DaimlerChrysler’s Mercedes-Benz division said it intends to have its first hybrid vehicle within five years, while Porsche reportedly is studying whether to build a hybrid version of its Cayenne sport utility vehicle using a Toyota powertrain.
Thomas Weber, a DaimlerChrysler board member, told the industry paper Automobilwoche in remarks published Monday that the Mercedes hybrid "“will take less than five years and it will be a typical Mercedes-Benz premium vehicle.”
Plans are to sell it in the United States and Japan, but the world’s fifth-biggest carmaker does not think Europe's diesel focus will be replaced any time soon by hybrids, which combine a conventional car engine with a battery pack that creates electricity by capturing energy from braking.
“We will establish the car in markets such as the United States and Japan where hybrids could be advantageous, for instance in cities with frequent stop-and-go traffic and in specific other conditions,” Weber said.
The company could probably better supply the European market with diesel engines that offer comparable fuel savings, Weber said, but it was ready to roll out hybrids in Europe as well should market conditions change.

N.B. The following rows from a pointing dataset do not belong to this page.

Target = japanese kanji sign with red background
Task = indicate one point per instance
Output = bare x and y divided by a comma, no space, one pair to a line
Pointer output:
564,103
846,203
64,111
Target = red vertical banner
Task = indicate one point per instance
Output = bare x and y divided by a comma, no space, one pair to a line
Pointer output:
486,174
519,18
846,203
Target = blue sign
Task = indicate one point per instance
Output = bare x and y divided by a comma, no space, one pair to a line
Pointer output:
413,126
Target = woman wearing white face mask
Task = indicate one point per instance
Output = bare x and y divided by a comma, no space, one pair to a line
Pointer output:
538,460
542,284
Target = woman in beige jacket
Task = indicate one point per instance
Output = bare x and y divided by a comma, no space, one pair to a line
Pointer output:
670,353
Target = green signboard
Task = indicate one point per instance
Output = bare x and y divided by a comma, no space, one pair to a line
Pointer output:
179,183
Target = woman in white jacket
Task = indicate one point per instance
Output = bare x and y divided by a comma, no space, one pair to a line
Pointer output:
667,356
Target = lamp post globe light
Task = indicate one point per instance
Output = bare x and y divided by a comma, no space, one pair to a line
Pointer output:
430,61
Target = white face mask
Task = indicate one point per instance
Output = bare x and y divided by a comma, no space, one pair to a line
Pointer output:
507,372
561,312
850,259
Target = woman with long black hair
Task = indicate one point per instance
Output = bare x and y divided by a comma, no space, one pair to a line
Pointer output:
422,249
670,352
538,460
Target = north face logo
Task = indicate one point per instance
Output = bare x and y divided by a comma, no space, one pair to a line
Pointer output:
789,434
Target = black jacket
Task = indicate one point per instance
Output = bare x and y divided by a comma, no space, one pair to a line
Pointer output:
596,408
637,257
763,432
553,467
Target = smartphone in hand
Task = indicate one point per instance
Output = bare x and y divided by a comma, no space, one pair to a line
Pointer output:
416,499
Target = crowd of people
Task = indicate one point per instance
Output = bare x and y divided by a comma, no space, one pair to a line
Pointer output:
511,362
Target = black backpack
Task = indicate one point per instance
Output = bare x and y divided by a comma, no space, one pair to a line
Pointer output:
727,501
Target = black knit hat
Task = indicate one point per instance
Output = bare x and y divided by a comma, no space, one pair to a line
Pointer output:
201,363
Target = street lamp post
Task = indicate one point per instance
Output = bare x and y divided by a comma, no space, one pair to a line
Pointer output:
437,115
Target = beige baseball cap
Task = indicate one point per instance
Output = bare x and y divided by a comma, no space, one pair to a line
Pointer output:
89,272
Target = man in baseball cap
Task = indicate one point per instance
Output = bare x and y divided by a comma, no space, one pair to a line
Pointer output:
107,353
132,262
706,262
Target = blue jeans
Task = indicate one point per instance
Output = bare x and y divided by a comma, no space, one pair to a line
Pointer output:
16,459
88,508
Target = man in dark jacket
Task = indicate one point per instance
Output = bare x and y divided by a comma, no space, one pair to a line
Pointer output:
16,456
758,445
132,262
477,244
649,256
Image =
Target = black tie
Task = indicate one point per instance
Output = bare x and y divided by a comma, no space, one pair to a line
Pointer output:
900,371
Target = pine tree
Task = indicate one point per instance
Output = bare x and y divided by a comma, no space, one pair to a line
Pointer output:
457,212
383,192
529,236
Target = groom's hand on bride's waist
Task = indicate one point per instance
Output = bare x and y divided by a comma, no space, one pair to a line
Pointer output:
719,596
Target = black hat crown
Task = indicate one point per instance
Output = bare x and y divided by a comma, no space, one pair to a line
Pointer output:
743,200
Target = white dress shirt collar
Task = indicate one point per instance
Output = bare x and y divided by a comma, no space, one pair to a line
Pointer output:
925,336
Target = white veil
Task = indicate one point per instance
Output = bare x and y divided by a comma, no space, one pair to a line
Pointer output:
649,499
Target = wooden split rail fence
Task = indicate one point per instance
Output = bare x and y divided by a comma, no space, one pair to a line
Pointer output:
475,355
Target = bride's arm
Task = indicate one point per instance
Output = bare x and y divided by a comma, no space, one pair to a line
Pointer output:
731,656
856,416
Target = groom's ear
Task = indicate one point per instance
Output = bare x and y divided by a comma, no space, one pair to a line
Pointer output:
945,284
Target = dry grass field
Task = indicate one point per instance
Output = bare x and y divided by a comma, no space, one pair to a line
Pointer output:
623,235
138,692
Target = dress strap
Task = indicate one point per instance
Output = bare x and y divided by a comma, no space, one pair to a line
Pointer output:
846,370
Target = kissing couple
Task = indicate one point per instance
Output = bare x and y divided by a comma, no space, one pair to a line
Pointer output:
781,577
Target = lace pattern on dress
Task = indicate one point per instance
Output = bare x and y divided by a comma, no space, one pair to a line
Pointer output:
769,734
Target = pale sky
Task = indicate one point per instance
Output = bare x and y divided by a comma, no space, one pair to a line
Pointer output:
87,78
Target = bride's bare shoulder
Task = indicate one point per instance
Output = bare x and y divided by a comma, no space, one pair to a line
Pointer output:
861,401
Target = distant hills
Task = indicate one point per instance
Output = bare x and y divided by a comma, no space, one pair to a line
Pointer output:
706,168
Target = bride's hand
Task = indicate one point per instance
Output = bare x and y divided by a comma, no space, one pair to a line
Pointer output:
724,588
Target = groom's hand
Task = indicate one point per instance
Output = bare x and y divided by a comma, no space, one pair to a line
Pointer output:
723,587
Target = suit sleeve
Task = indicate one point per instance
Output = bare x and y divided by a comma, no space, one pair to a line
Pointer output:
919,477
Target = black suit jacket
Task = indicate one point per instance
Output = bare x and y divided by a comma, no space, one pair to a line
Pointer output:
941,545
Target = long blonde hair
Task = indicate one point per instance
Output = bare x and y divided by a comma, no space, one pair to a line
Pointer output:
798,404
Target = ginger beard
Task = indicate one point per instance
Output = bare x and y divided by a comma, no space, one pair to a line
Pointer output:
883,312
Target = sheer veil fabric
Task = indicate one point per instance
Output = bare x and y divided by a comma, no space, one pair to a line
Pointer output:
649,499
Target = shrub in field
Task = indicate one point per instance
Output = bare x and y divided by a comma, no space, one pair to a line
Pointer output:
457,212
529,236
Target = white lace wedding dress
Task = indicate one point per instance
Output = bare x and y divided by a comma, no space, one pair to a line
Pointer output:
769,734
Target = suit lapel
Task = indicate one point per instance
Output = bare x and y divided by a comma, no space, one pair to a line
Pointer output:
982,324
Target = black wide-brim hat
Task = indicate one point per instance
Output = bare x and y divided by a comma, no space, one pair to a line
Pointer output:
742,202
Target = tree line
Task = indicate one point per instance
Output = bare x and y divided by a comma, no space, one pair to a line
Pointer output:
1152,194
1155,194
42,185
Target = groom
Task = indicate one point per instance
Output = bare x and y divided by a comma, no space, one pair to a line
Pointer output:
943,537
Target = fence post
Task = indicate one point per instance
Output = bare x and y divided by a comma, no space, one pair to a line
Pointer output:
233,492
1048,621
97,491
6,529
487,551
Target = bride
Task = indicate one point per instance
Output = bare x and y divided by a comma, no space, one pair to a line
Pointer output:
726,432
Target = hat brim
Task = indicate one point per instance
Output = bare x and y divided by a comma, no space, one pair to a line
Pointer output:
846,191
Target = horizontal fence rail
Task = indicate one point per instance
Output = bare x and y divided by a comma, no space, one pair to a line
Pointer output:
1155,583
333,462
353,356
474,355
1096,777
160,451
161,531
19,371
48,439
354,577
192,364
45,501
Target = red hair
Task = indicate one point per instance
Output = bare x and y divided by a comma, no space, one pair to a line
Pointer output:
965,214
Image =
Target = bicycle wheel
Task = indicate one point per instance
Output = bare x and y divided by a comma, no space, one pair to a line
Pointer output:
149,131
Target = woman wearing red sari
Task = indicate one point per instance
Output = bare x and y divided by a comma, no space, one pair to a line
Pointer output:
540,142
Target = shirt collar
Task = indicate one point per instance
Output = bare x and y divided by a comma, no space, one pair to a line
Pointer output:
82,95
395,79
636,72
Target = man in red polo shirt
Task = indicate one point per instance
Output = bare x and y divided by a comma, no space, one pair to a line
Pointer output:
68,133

He said DaimlerChrysler was considering working on hybrid technology with partners to keep the costs down. “We are fully open to this and are holding talks with appropriate carmakers and suppliers,” he said.
Porsche and Lexus RH 400h
Automobilwoche also reported Monday that, should current feasibility studies work out, Porsche would adopt the 270 horsepower gas-electric powertrain to be used in the Lexus RX 400h SUV.
The RX 400h, based on the Lexus RX 330, is set to go on sale in the United States in early 2005. Lexus is a Toyota division.
Hybrid technology could help Porsche meet tougher environmental standards in Europe and the United States, where rule changes are beginning to take effect. Stricter U.S. emissions regulations will be phased in through 2009. The United States is Porsche’s primary sales market.
“The concept in our Lexus SUV would fit well on the Cayenne,” a Toyota manager was quoted as saying, adding that Toyota’s aim was to spread its hybrid technology worldwide.
Toyota already sells the Prius hybrid sedan. Other models available in the U.S. market are Honda's Civic and Insight hybrids, and Ford’s Escape SUV hybrid.